Une détresse connue, mais ignorée

Depuis plusieurs semaines, Camélia subissait moqueries, rumeurs et isolement orchestrés par des camarades de classe. Sa mère, inquiète, avait écrit au proviseur début janvier. Une première réunion eut lieu le lundi 12 janvier. Camélia en sortit troublée : « Il était en colère », confia-t-elle à sa mère. Pas contre les harceleurs — contre la lettre qui osait ébranler la paix apparente de l’établissement.

Le lendemain, à 11h24, sa mère lui envoie un message rassurant : « Le proviseur s’en occupe. » Une illusion de sécurité. Car dans l’après-midi, Camélia est rappelée dans le bureau du chef d’établissement — seule cette fois. Elle en ressort anéantie.

« Je me victimise » : la phrase qui a tout brisé

À 16h43, un nouveau message fuse : « Il a dit que je me victimise. » Puis, trois minutes plus tard, les mots les plus doux et les plus tragiques : « En tout cas, je t’aime et t’es la meilleure maman du monde. » Deux cœurs en émojis. Un dernier souffle de tendresse avant le vide.

Elle quitte le lycée sans prévenir. Une élève la voit, hagarde, rassembler ses affaires en tremblant. Personne ne la retient. Personne ne comprend que ces mots sont un cri muet. À 17h57, Camélia est déclarée morte. Elle aurait eu 18 ans dix jours plus tard.

Deux enquêtes, une question centrale

Aujourd’hui, une enquête judiciaire vise les harceleurs présumés et le proviseur. Une enquête administrative examine la gestion de la crise par l’Éducation nationale. La famille exige des comptes. Et la société entière doit se demander : combien de Camélia faudra-t-il encore avant que les signaux d’alerte ne soient pris au sérieux ?

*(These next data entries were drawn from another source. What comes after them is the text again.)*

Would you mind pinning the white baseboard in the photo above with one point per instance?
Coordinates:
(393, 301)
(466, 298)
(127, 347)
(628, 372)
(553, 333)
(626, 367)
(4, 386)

Le harcèlement en milieu scolaire n’est pas un « passage obligé ». C’est une violence systémique. Et quand les adultes chargés de protéger les élèves rejettent la faute sur la victime, ils deviennent complices du drame.

Un système à repenser, urgemment

Malgré les campagnes officielles et les référents anti-harcèlement, trop d’établissements traitent ces situations comme des conflits mineurs. Or, le suicide d’un adolescent harcelé n’est jamais mineur. Il est le symptôme d’un échec collectif. Former les personnels, écouter sans juger, agir sans délai : ce ne sont pas des options. Ce sont des obligations morales — et légales.

Camélia n’aurait pas dû mourir. Son histoire doit servir à sauver d’autres vies. Avant qu’il ne soit trop tard.